Is span $\{[1,0],[0,1]\}$ a vector space? I can't figure this out. I would think that it is a vector space because it has the zero vector, and it seems to me to be closed under addition and scalar multiplication. But $[1,0]+[0,1] = [1,1]$ which is definitely not in the set. Can someone clarify? Is the span a vector space, or not?

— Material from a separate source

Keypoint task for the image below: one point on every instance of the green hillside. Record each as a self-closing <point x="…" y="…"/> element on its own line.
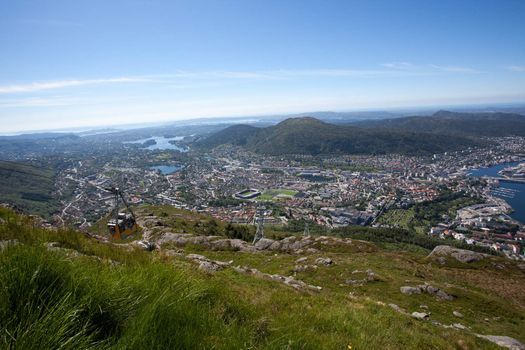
<point x="311" y="136"/>
<point x="459" y="124"/>
<point x="63" y="289"/>
<point x="27" y="187"/>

 A: $\mathrm{span}\left\{\begin{bmatrix}
1\\0
\end{bmatrix},\begin{bmatrix}
0\\1
\end{bmatrix}\right\}$ is the set of linear combinations of the two vectors $\begin{bmatrix}
1\\0
\end{bmatrix}$
and $\begin{bmatrix}
0\\1
\end{bmatrix}$.
In other words, $\mathrm{span}\left\{\begin{bmatrix}
1\\0
\end{bmatrix},\begin{bmatrix}
0\\1
\end{bmatrix}\right\}=\left\{a\begin{bmatrix}
1\\0
\end{bmatrix}+b\begin{bmatrix}
0\\1
\end{bmatrix}:a,b\in\mathbb{R}\right\}$.
Thus, $\begin{bmatrix}
1\\1
\end{bmatrix}$ is in the span.
In particular,  the two vectors $\begin{bmatrix}
1\\0
\end{bmatrix}$
and $\begin{bmatrix}
0\\1
\end{bmatrix}$ form the standard basis of the vector space $\mathbb{R}^2$. Thus, they span $\mathbb{R}^2$ and so do any two linearly independent vectors in $\mathbb{R}^2$.

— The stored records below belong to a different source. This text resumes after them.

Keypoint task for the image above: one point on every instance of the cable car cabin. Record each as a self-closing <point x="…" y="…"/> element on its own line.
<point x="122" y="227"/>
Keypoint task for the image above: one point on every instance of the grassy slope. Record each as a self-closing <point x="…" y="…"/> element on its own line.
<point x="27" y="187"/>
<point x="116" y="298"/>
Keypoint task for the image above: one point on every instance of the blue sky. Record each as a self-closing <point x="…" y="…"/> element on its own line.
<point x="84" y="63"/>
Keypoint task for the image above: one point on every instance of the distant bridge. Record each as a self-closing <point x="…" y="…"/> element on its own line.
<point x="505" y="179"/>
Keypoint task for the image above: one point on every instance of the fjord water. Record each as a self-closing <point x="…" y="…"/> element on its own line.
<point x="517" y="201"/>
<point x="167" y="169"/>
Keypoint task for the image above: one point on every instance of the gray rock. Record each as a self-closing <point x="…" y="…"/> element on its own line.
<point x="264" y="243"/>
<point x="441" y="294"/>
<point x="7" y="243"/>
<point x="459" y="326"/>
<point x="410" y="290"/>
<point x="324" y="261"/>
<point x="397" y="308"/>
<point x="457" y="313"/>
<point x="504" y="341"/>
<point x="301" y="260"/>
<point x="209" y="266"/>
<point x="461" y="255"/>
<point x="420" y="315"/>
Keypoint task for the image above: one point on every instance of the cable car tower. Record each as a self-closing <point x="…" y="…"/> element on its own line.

A: Yes, the (linear) span is a vector space. By definition it is the smallest vector space that contains all the elements in the set. In particular it will contain all linear combinations of those elements (and will in fact contain exactly all linear combinations that can be formed with those elements).

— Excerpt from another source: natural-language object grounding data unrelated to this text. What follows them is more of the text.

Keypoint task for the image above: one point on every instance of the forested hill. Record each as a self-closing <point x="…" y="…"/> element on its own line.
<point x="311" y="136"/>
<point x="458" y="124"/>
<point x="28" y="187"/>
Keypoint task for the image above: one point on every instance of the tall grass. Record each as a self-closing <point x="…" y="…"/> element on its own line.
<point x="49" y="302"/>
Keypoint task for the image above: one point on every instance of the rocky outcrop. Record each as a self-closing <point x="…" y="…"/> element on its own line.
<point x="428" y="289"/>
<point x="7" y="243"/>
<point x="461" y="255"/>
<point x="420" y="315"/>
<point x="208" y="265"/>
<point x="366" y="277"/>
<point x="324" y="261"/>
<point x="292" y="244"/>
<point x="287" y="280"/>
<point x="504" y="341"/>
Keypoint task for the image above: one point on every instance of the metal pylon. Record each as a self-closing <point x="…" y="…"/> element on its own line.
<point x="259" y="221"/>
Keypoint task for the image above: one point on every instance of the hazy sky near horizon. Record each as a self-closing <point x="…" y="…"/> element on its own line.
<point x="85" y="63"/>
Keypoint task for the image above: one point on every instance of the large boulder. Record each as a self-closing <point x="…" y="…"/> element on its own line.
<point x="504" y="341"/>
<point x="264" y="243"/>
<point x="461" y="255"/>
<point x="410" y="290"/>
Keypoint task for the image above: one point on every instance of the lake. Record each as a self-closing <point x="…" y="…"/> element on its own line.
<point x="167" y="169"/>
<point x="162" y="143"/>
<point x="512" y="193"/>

So in your example, if we consider $\{[1,0],[0,1]\} \subset \mathbb{R}^{2}$ we will get $$span\{[1,0],[0,1]\} = \mathbb{R}^{2}$$
because for every $[x,y] \in \mathbb{R}$ we can find a linear combination of $[1,0],[0,1]$ that represents $[x,y]$: 
$$x\cdot[1,0] + y\cdot[0,1] = [x,y].$$
With similar arguments we get 
get $$span\{[1,0]\} = \{[x,0] \in \mathbb{R}^{2}: x\in\mathbb{R}\}.$$
Wikipedia is also a good starting point for more on linear spans.